République et canton de Genève
Grand Conseil
Séance du vendredi 23 janvier 1998 à 17h
54e législature - 1re année - 4e session - 3e séance
IU 426
M. Gérard Ramseyer, président du Conseil d'Etat. Depuis deux ans, l'histoire de la Suisse est l'objet d'un difficile débat qui nous contraint à revisiter notre passé, et tout particulièrement celui de la Suisse des années 1933 à 1945.
Je maintiens que cet examen ne doit pas être abordé par le biais d'une démarche faite d'agitation médiatique, voire politicienne, ne serait-ce que par respect pour les millions d'êtres humains ayant perdu la vie, alors que les droits de l'homme étaient bafoués comme jamais.
Bon nombre de nos concitoyennes et concitoyens ont été choqués par certaines révélations historiquement documentées relatives à l'attitude d'une certaine Suisse au cours du dernier conflit mondial. Ce débat a connu son lot d'outrances et de contrevérités. Il est d'ailleurs intéressant de constater que la plupart des faits reprochés aujourd'hui à la Suisse officielle étaient connus et documentés il y a plus de vingt ans.
En 1975, le sociologue Werner Rings ainsi qu'en 1983 l'historien Hans-Ulrich Jost furent parmi les premiers à mettre en lumière dans leurs ouvrages au caractère de sérieux incontestable les questions relatives à l'attitude des autorités suisses face à l'afflux de réfugiés juifs dès 1938, à l'or de la Banque nationale, sans parler des accords de Washington.
En déclarant qu'il y a une indécence dans l'enthousiasme de certains à noircir complaisamment les façades de notre passé et en qualifiant ce procédé de malsain, j'ai souligné que s'il est juste que nous nous penchions avec gravité sur ces années de crise, il est en revanche attristant de constater qu'à côté de ce nécessaire travail d'introspection nous ayons vu éclore des polémiques stériles et des coups médiatiques hors de propos.
Il est certes impératif de rétablir la vérité, mais qu'on cesse de la travestir après l'avoir éventuellement costumée. Les Suisses d'aujourd'hui doivent savoir ce qu'ils doivent à la génération de celles et ceux qui avaient 20 ans en 1939 et qui ont sacrifié leur jeunesse pour nous permettre de vivre la nôtre.
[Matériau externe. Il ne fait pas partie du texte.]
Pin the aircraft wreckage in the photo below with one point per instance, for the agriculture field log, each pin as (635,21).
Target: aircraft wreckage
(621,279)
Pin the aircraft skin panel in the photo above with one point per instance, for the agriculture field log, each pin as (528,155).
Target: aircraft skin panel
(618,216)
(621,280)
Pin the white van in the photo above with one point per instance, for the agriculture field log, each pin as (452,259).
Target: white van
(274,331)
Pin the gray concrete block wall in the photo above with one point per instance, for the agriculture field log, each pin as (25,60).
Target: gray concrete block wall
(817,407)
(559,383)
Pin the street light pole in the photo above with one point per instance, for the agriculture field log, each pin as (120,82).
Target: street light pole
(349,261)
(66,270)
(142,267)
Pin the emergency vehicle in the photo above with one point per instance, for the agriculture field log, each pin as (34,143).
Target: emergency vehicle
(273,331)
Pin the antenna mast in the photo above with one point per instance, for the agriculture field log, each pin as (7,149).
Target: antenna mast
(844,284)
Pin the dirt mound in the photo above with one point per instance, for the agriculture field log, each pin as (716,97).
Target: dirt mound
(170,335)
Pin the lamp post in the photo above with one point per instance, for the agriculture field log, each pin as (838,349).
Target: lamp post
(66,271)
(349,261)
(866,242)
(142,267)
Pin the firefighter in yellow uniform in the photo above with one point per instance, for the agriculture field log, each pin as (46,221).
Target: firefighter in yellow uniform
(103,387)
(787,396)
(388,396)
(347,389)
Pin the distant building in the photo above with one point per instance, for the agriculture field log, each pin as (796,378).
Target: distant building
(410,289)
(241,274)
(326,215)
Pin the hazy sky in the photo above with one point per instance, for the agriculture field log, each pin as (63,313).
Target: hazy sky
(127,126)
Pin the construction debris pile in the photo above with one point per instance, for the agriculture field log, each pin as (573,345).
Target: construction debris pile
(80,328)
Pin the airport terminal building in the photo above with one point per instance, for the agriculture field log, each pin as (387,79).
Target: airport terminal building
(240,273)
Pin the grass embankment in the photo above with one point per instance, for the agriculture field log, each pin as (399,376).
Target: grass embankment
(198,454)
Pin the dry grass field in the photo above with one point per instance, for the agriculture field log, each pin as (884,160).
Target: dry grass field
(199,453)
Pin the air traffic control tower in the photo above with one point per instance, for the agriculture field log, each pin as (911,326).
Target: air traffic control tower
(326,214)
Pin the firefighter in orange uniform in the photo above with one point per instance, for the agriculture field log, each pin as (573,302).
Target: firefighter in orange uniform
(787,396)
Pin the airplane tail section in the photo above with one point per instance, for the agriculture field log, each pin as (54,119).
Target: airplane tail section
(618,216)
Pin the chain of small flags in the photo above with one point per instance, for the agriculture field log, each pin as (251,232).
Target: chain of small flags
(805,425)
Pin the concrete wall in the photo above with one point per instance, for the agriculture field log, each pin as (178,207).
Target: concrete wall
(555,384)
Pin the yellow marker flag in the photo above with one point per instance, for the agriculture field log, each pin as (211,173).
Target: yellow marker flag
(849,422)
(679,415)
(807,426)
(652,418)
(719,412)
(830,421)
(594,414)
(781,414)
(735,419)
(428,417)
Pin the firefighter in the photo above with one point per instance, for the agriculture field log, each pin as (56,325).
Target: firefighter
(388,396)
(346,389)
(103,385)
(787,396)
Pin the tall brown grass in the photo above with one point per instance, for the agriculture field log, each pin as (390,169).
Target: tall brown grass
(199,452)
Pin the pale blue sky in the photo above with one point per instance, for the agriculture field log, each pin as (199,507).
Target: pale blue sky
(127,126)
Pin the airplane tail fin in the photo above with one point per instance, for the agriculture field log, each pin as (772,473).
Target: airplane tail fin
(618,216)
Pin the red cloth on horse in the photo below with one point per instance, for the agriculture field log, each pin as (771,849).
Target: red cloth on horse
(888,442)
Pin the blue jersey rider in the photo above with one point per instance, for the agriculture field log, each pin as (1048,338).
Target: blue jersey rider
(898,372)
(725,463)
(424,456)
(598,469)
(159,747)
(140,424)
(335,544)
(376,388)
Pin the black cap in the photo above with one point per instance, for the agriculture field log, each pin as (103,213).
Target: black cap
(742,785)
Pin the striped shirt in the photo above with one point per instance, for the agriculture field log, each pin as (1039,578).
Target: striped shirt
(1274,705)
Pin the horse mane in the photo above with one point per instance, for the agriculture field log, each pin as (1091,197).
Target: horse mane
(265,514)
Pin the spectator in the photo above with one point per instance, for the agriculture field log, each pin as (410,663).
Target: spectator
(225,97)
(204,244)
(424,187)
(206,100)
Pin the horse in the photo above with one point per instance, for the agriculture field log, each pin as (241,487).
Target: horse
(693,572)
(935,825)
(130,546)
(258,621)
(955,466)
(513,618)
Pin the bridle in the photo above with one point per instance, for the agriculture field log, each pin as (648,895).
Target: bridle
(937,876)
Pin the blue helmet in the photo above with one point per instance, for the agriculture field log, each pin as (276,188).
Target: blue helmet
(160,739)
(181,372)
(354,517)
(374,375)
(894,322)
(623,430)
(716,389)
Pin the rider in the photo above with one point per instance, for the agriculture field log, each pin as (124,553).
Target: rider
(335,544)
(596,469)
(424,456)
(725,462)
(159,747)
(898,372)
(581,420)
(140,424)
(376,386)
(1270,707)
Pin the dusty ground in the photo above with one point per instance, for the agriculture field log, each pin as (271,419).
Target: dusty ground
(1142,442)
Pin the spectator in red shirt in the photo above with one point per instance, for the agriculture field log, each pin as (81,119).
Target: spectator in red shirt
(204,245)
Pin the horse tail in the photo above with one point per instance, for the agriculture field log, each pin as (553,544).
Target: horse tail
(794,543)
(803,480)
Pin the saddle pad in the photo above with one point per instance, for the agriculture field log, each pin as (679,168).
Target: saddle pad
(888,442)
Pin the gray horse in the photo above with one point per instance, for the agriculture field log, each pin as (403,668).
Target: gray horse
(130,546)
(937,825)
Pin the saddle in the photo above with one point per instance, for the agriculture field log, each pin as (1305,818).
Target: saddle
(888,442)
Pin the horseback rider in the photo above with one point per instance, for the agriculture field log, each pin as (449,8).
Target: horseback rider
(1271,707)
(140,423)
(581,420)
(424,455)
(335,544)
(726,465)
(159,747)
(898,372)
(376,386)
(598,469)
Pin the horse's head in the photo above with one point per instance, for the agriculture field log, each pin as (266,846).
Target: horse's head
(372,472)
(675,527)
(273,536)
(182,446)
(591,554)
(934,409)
Vous m'autoriserez, en guise de conclusion, à citer l'historien genevois Antoine Fleury qui s'exprimait l'an dernier après avoir donné le point de vue de l'historien devant la commission des affaires bancaires et financières du congrès américain sur le contenu du rapport Eizenstadt. Il se disait «frappé par l'outrance de certains propos et la dramatisation de certaines situations donnant de la Suisse une perspective en trompe-l'oeil comme si tous les Suisses avaient été des profiteurs.»
C'est contre de telles perceptions d'une Suisse diabolisée qu'il convient de réagir les uns et les autres, en sachant raison garder.
Cette interpellation urgente est close.